 Investigating writers' attitudes by mining a large corpus of books

Bhattacharyya, S., & Bhattacharya Mehta, R. (2014, January). Investigating writers' attitudes by mining a large corpus of books. Poster presented at the Fourth Annual Postdoctoral Research Symposium, Urbana, IL.

Researchers in history or literary studies are often interested in the question of attitudes of writers to some specific subject matter, and seek an efficient discovery mechanism that can identify which texts in a large collection of texts would repay close study for the purpose of exploring this question. Our work-in-progress approaches this problem in a scalable way by combining a search for collocations within the corpus using a list-based approach, with filtering using available bibliographic metadata. Our use case involves investigating the attitudes of French-language and English-language writers towards women’s work in the colonized world.
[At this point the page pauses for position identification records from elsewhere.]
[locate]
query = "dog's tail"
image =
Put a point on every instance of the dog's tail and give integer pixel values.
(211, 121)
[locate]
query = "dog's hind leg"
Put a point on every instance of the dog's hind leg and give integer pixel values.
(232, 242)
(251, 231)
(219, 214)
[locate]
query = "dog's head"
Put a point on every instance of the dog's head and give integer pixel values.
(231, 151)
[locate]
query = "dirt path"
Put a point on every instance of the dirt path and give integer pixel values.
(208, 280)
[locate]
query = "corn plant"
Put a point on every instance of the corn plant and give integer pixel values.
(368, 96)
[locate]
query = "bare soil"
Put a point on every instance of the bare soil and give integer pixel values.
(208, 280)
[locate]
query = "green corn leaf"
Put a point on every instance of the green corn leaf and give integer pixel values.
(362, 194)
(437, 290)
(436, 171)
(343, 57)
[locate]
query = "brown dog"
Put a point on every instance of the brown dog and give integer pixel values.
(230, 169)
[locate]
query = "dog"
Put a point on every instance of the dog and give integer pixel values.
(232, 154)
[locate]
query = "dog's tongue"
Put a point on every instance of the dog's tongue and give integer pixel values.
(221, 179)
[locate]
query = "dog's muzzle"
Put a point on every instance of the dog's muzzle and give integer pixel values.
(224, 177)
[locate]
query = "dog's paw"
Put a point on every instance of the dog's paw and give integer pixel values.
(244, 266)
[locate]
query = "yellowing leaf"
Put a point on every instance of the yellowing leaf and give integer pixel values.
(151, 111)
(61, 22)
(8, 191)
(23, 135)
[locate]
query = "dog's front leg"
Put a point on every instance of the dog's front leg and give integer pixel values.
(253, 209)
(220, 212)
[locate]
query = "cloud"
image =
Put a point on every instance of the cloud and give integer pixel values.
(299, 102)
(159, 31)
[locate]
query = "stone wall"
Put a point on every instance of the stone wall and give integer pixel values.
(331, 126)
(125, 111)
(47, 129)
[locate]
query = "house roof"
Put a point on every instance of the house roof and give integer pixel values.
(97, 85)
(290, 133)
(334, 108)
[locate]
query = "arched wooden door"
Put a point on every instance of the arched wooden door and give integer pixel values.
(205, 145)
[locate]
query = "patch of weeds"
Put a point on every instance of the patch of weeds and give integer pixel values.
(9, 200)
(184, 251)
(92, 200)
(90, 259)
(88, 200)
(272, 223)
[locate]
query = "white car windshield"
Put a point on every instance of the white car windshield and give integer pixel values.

Our approach is to generate separate lists of occurrences (indexed by line number, page number, and book id number) of all occurrences of words relating to womanhood (and a set of close synonyms), of all occurrences of words relating to work (and a set of close synonyms), and of all occurrences of words expressive of attitudes. We then identify, based on these separate lists, instances of co-occurrences of all three items within a determinate proximity window. This list of co-occurrences serves as the basis for the discovery mechanism for identification of relevant texts, as well as for aggregate-level analysis enabling comparative measures.